We can't ship ours over there, so will have to buy or hire. Trying to work out which will be most cost effective. Would welcome any advice from anyone who has toured Australia & either bought or hired.

Thanks,

Tony


----------



## nickoff (Oct 11, 2005)

Hi Tony, Britz is one of the bigger companys that hire in Oz. If you have the time and inclination it might be better to buy a van over there and sell before you return.

hth, Nick.


----------



## ksebruce (Nov 5, 2006)

Hi, I hope you don't mind me asking but my son has just secured a job in Aussie and once he settles in we thought we might ship our m/home and spend say a year over there. Is the cost of shipping your own prohibitive?


----------



## nickoff (Oct 11, 2005)

Hi ksebruce, I think that you will find that not only is the price to ship over prohibitive but the paperwork and customs etc are horrendous.

Nick.


----------



## ksebruce (Nov 5, 2006)

Thanks nickoff we might try the buy n sell option as we are thinking of a year or so


----------



## 103165 (Feb 25, 2007)

*Exchanging Motorhomes/RVs/Campervans*

Hi Tony
Have you ever thought about exchanging your motorhome? I have started a new website for doing exactly that www.motorhomeholidayswap.com

It works the same as house holiday swaps but for motorhomes, campervans and RVs. There are 15 people registered from Australia at the moment looking for swaps, and also lots of other countries if you fancied somewhere else. Plus the website is running free at the moment.

Hope this helps.

Chris


----------



## Grizzly (May 9, 2005)

TONYW said:


> Can anyone recommend a firm that hires motorhomes in Australia for extended trips?
> 
> Tony


I can tell you a firm that I would NOT recommend, based on the experiences of friends of ours. I hesitate to name them publically but if you PM me I'll name them.

G


----------



## 103633 (Mar 28, 2007)

*touring australia*

Thanks for the info re Britz. Had a quick look at their site & they've got quite a good choice. However, when I did a search for a 6 month hire it came up at $35 - $40,000 Aus dollars!!!!
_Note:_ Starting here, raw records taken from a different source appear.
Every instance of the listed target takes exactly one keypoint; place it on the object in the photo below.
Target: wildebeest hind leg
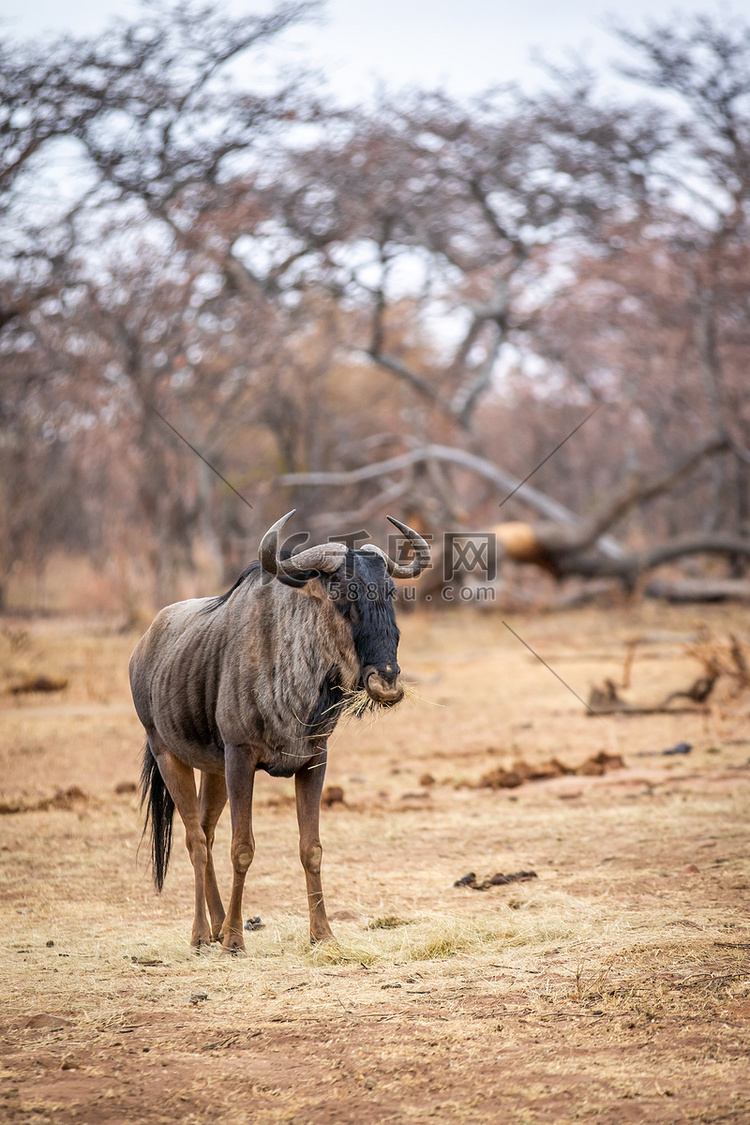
(180, 782)
(211, 800)
(308, 788)
(240, 772)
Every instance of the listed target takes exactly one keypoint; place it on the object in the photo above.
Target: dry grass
(615, 986)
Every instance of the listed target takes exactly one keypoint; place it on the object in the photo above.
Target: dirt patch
(615, 986)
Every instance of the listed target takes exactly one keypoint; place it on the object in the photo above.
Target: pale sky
(462, 45)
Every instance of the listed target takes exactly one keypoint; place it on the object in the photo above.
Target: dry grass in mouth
(358, 703)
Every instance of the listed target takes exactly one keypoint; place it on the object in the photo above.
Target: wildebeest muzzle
(383, 685)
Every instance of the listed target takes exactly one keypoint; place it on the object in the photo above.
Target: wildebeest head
(361, 585)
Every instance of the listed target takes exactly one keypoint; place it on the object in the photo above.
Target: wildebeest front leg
(211, 800)
(180, 781)
(308, 788)
(240, 772)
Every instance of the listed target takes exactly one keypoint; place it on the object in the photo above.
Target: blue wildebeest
(255, 680)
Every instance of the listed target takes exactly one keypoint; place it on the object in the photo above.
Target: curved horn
(421, 560)
(327, 557)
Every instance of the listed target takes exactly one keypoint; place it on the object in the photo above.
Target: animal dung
(679, 748)
(497, 880)
(39, 684)
(521, 771)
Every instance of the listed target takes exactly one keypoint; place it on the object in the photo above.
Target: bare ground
(614, 987)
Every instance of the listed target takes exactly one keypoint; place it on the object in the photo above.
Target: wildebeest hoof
(233, 942)
(319, 938)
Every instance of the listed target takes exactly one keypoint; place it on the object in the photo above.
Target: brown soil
(614, 987)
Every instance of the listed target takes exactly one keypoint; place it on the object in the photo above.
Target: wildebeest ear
(299, 579)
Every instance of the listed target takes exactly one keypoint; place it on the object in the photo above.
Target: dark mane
(252, 569)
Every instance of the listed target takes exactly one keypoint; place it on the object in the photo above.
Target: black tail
(160, 811)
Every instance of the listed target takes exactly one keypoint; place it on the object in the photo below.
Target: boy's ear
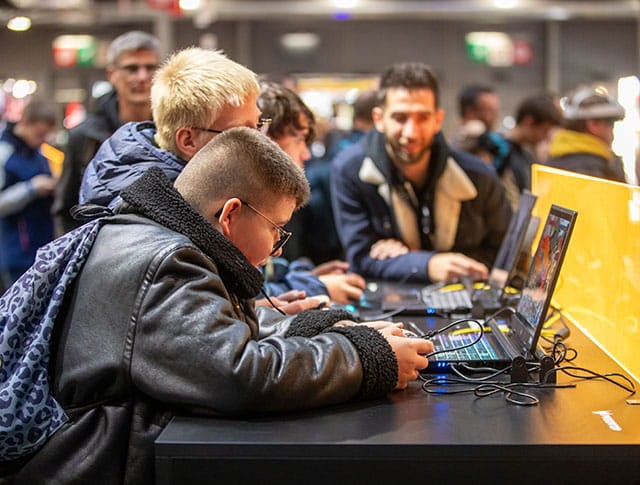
(187, 142)
(226, 216)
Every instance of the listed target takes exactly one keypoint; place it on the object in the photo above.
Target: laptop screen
(510, 247)
(543, 274)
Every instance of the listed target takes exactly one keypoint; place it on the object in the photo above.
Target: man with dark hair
(27, 186)
(132, 58)
(479, 107)
(408, 208)
(584, 143)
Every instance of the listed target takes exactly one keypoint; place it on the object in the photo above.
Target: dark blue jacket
(84, 141)
(363, 181)
(24, 231)
(129, 153)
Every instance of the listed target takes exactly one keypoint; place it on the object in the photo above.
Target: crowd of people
(217, 252)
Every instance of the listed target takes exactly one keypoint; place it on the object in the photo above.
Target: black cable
(438, 386)
(430, 335)
(631, 388)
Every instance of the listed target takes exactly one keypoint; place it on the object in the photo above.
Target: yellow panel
(599, 286)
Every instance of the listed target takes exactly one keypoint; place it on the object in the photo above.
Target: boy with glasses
(132, 59)
(169, 283)
(583, 145)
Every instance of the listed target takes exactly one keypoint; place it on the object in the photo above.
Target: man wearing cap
(583, 145)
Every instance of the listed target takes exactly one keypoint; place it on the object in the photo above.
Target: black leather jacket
(159, 322)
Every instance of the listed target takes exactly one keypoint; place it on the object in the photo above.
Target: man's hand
(410, 353)
(44, 185)
(343, 288)
(388, 248)
(449, 267)
(294, 301)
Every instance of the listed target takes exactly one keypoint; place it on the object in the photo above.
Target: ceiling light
(300, 41)
(345, 3)
(505, 3)
(19, 24)
(190, 4)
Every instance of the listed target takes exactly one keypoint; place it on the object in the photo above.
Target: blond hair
(243, 163)
(192, 88)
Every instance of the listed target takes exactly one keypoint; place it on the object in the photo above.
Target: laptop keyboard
(448, 301)
(479, 351)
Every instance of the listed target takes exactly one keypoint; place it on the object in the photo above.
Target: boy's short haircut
(541, 108)
(191, 89)
(284, 107)
(242, 163)
(134, 40)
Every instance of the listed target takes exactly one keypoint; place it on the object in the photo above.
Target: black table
(412, 435)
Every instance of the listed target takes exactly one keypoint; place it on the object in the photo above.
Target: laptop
(438, 299)
(516, 334)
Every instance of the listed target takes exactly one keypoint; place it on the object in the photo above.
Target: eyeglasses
(134, 68)
(262, 126)
(284, 235)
I must admit I'd never thought of doing a swap! I've heard of house swaps, but not motorhomes - what a brilliant idea. Bit nervous about loaning my 'pride & joy' to a stranger, but I suppose they'd feel the same about me, & I know I'd take extra special care of someone else's property. Well worth looking into further, it would certainly save a fortune!

Tony


----------



## Grizzly (May 9, 2005)

Tony; PM in answer to yours just posted.

G


----------



## ChrisWade (Jul 3, 2006)

*Sydney Dealer?*

Hoping this isn't straying too far from topic...

In a recent magazine I saw something about the son of the Brownhills founder setting up a dealership in Australi (Sydney, I think). Can anyone direct me to a website, or to the mag article?
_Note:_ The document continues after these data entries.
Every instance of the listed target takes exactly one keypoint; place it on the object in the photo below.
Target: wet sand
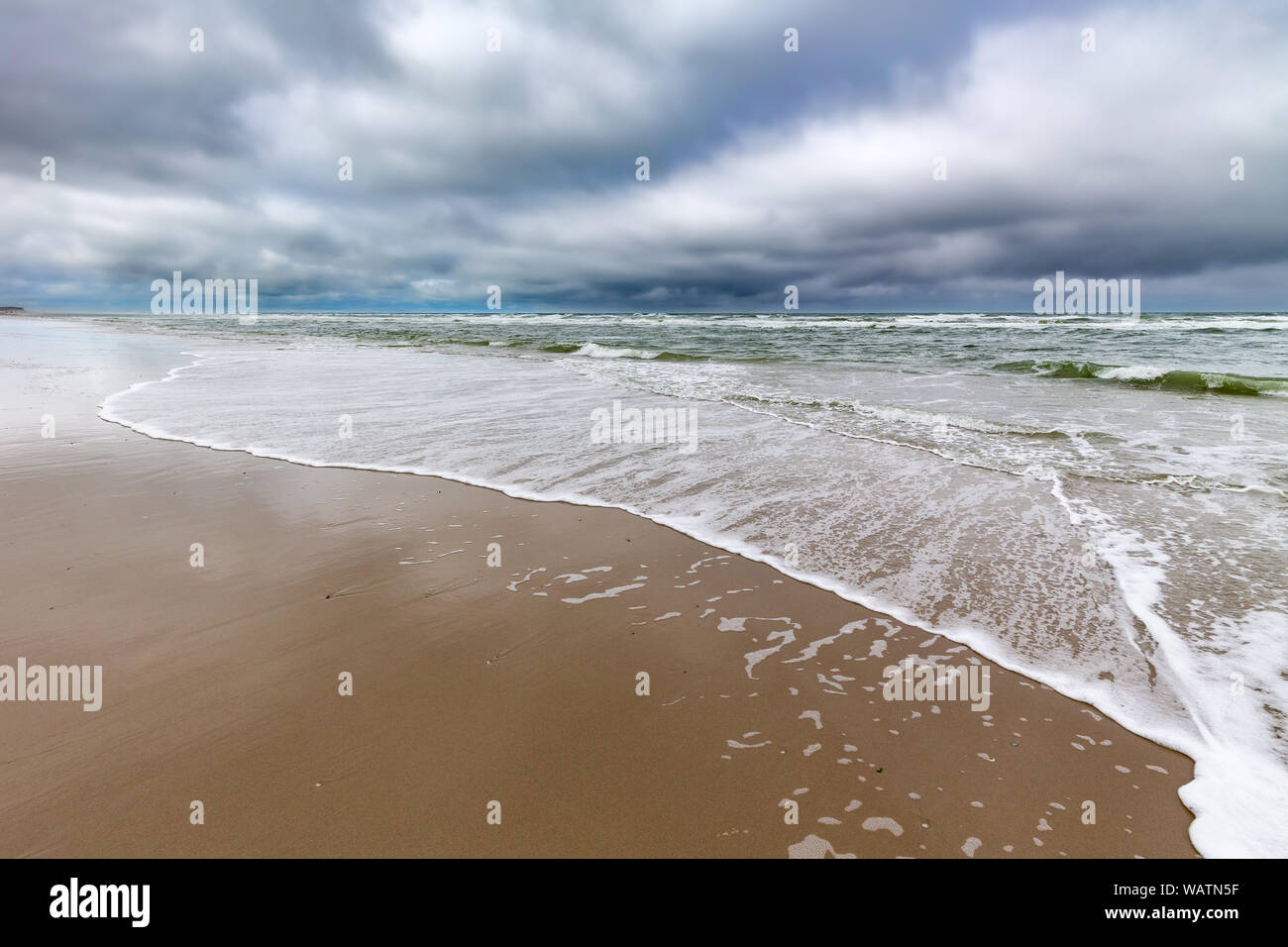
(477, 684)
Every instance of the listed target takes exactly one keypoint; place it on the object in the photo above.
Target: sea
(1099, 502)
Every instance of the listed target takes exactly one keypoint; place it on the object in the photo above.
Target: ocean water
(1099, 502)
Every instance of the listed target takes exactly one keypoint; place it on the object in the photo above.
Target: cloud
(518, 167)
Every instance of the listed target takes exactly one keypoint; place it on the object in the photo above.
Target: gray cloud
(518, 167)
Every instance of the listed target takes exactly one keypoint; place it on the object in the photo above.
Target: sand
(478, 684)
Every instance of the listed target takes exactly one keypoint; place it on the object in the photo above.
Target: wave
(1183, 380)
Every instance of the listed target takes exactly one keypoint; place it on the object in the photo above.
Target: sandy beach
(477, 684)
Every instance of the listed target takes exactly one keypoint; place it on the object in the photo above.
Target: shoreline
(597, 770)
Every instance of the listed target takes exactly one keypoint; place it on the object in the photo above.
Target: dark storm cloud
(518, 167)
(Please, no more pops at Brownhills!)


----------



## nukeadmin (Oct 10, 2003)

> In a recent magazine I saw something about the son of the Brownhills founder setting up a dealership in Australi (Sydney, I think). Can anyone direct me to a website, or to the mag article?


I have had a communique from Brownhills (thx Ruth) to say the following:

"Someone on Motorhome Facts is looking for Jeremy Pearce, son of the founder of Brownhills who now has a dealership in Sydney.

Jeremy has a website for his dealership which is www.sydneyrvcentre.com.au"

Hope that helps Fireman


----------



## ChrisWade (Jul 3, 2006)

*Sydney RV Centre*

That's the one! Well done, and thanks.


----------



## zaskar (Jun 6, 2005)

[quote="nukeadminJeremy has a website for his dealership which is www.sydneyrvcentre.com.au"

Hope that helps Fireman [/quote]

........and talking of which, this might interest the RVers.

http://www.sydneyrvcentre.com.au/images/U356(1)lowres.JPG

I've often wondered about the possiblity of an RV on a Jap chassis.
More power per CC ? ( the chevvy is after all a very old design).
Better MPG ?
More spares/service availability?

Just a thought


----------